The surprise announcement on the expected release of Jonathan Pollard, a former civilian analyst for the US Navy convicted of spying for Israel, from a US jail on November 20 after serving 30 years of a life sentence, truly excites the Hebrew media on Wednesday, with all three major print news outlets dedicating their front pages to the story.
Numerous writers engage in a series of analyses aimed at finally clarifying the true reasons behind Pollard’s lengthy imprisonment, as well as the vehement insistence by all US administrations up to this point, be they friendly or hostile to the Israeli government, not to grant the spy an early parole under any circumstances.
Israel Hayom contributor Haim Shain, typically critical of the US and its policy toward the Jewish state, accuses American authorities of scapegoating Pollard in an attempt to cover up a major breach within the FBI and the CIA during the final years of the cold war.
“It was very convenient for [the US] to blame the collapse of an American spy network in the USSR on Pollard,” Shain writes, in an apparent reference to claims by anonymous US officials quoted in a 1999 New Yorker article, according to which the agent had provided Israel with top secret information on US operations in the Soviet Union. The information offered by Pollard, the US officials maintained, was later transferred by Jerusalem to Moscow in exchange for the approval of Jewish immigration to Israel, leading to the exposure of several American spys.
The claims as stated by the unnamed officials were never brought up during Pollard’s trial and, like many other details surrounding one of the heaviest instances of US-Israeli mistrust, were never authenticated. On the other hand, however, Shain’s adamant charges brought forth later in his column, namely, that Pollard had taken the fall for a screw-up by treacherous FBI agents, has not been verified either.
In Yedioth Aharonoth, analyst Eitan Haber insists that the US never had any intention of releasing Pollard before his 30th year of imprisonment, and that all attempts by Israeli government officials and Jewish lobbying groups to pressure the American government on the issue had simply been for show.
“Anyone who needed to know knew he was not going to be freed,” Haber writes. “A state tends always to take revenge on its traitors: That is what we had done, and still do, with [nuclear leaker Mordechai] Vanunu, for example,” he adds. “The Americans did so to Pollard.”
Echoing Haber’s assessments, Haaretz writer Amir Oren explains that Pollard had been kept in jail for so long in order to send a message to potential spies in the future that one cannot truly hold loyalties to two different countries and expect a light sentence when betraying one of them. “[In this sense], it is not anti-Israeli, it’s pro-American,” Oren says. “Respect, yet be wary, so that [spies] avoid similar pitfalls in the future.”
The second top story in the Hebrew papers’ minds is the ongoing battle over the demolition of two structures in the West Bank settlement of Beit El.

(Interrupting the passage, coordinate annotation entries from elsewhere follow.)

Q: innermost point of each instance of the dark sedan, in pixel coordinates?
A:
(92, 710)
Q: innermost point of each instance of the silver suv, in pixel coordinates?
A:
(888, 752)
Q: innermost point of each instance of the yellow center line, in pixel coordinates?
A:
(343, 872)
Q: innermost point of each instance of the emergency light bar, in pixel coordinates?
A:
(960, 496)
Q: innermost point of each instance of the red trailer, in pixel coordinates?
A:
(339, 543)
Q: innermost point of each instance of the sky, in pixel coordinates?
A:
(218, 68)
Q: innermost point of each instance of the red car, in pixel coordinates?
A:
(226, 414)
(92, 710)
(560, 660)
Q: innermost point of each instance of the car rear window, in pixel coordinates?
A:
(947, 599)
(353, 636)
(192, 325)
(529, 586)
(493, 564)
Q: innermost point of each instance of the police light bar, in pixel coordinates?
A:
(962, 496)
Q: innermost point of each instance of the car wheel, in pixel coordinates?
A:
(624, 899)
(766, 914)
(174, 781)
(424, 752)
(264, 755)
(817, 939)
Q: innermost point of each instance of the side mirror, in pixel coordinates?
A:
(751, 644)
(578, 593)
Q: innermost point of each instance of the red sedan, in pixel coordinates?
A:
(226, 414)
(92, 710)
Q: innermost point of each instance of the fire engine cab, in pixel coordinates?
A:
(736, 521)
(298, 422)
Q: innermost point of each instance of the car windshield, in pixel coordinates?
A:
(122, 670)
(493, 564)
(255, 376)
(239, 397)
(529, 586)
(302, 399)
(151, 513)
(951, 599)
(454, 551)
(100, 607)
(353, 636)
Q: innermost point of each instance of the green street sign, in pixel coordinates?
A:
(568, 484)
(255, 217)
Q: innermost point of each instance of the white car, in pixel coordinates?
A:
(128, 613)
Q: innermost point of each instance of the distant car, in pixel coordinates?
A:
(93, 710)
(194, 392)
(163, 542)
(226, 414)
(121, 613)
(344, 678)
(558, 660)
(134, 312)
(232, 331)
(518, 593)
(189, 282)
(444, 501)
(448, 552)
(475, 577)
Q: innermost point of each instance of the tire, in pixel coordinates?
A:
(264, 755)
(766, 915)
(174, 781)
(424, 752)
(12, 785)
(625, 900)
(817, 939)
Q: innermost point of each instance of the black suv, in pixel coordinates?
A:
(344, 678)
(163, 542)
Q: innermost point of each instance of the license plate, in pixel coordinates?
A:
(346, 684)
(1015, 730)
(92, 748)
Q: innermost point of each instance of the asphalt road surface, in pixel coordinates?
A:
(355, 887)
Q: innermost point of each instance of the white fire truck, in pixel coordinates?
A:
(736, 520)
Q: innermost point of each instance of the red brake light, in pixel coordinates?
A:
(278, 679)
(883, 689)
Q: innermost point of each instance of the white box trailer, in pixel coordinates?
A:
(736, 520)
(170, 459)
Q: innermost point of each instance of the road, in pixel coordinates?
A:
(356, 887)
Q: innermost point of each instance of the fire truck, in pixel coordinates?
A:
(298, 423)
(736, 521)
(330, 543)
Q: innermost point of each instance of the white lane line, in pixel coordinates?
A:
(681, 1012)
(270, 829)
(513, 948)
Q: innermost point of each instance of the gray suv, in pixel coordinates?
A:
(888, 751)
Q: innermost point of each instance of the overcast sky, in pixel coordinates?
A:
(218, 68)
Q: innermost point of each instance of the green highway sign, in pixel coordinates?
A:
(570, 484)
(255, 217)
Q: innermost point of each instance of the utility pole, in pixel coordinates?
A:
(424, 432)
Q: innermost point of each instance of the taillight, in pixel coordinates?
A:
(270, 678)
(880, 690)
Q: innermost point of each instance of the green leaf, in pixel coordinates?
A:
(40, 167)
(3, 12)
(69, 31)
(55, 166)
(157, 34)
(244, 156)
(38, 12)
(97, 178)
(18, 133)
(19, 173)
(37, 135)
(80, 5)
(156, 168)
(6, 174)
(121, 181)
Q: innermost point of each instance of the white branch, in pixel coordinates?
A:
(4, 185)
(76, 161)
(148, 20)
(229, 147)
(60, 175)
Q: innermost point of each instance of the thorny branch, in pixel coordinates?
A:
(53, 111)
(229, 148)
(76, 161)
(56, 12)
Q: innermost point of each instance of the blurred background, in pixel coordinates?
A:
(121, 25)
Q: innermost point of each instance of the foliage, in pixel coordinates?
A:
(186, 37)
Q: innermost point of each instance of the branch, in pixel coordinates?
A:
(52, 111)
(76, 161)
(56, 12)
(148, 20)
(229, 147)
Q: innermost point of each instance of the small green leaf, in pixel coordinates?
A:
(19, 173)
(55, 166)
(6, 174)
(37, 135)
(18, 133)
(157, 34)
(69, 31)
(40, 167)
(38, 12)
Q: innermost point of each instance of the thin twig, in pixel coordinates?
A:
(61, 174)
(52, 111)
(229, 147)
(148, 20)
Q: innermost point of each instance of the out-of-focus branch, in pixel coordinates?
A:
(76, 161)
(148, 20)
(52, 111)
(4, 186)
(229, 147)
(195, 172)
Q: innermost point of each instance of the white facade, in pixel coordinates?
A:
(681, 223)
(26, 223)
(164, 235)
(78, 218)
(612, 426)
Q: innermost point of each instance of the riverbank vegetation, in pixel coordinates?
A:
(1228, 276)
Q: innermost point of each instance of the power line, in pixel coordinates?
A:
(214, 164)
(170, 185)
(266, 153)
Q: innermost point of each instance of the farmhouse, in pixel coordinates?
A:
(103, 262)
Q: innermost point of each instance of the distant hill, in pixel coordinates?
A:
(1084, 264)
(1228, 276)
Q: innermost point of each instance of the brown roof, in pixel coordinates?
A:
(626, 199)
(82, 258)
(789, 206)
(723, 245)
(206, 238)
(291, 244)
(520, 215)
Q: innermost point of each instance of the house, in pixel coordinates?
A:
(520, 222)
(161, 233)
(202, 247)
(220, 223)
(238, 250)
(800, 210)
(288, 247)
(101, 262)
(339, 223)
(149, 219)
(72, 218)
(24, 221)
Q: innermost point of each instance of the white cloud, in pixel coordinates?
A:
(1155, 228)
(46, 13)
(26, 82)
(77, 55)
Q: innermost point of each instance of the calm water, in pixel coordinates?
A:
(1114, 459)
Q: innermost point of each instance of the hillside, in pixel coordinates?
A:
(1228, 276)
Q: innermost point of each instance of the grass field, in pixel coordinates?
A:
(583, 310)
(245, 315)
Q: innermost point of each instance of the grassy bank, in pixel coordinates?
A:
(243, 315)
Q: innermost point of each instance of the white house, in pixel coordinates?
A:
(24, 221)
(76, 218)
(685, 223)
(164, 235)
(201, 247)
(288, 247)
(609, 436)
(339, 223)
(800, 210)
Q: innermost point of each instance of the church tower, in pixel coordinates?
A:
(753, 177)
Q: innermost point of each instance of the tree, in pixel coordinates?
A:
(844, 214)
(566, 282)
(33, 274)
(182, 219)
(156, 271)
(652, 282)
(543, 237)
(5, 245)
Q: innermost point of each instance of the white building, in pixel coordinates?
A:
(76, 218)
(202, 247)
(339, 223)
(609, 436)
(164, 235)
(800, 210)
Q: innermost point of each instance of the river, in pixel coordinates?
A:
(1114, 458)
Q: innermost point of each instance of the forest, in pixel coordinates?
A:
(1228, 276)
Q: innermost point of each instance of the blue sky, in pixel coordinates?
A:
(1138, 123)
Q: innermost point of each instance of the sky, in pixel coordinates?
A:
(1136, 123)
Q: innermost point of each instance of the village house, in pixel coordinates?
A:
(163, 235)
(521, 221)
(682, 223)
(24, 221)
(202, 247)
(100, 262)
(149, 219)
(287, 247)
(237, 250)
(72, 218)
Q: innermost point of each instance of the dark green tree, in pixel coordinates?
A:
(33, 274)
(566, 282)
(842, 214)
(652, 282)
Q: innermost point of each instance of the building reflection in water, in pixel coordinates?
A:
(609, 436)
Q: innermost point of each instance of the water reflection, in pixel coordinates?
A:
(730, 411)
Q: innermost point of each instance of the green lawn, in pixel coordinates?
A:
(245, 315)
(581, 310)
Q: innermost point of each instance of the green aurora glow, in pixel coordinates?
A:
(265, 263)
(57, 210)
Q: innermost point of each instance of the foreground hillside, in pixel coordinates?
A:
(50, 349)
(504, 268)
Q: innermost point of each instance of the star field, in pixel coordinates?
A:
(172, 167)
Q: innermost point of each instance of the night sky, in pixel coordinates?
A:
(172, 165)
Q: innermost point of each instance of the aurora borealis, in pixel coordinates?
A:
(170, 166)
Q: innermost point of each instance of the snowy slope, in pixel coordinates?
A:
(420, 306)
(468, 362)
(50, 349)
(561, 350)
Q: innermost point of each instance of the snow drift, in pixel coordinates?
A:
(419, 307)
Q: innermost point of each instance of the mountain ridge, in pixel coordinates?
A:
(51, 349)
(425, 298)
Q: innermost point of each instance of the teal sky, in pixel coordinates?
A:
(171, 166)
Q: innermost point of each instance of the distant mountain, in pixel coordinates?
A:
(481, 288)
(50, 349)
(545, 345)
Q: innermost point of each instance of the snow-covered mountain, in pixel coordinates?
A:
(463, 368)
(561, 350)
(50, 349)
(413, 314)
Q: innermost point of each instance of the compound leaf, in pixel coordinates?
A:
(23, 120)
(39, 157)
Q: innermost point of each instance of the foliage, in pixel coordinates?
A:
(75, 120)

Yedioth analyst Nahum Barnea notes that despite a definitive ruling to go through with the demolitions, the High Court of Justice is still a major ally of West Bank Jewish settlers, as the decision on the illegality of two structures is in essence also a statement on the legality of all others.
“If two skeletons of a building on the outskirts of the settlement are deemed unlawful, that is a sign that [in the eyes of the court] the rest of the settlement is as bright as snow,” Barnea writes in a critical tone which shines almost as bright.
In Israel Hayom, veteran Israeli journalist Dan Margalit criticizes members of the government, specifically singling out Jewish Home leader and Education Minister Naftali Bennett, for rallying West Bank Jewish youth against the demolition, in spite of the court’s ruling.
“Bennett, Uri Ariel, not to mention Bezalel Smotrich and Oren Hazan, are treading in their path just like an elephant in a china store,” Margalit charges. “They have stirred and riled up the spirits both near and far, and sent the youngsters to draw a series of accusations against [Prime Minister Benjamin] Netanyahu… and against the court.”
Yedioth’s backpage offers a bittersweet story on a woman injured in a 2001 terrorist attack in Jerusalem, who found consolation while building friendship with a horse named Haner. Fifty-eight percent of Leah Saban’s body had been covered in burns following the attack, and as a result she underwent a series of medical procedures, which included riding therapy with Haner.
After awaking from a nightmare in which she envisioned the horse in danger, she immediately rushed to Haner’s side, only to discover that he was in fact in critical condition. Saban vowed not to leave Haner from that moment on, and after the horse’s recovery, established a therapeutic riding ranch, bringing the steed with her. “Just for him it was worth suffering burns on all my body,” Saban says. “We are one soul.”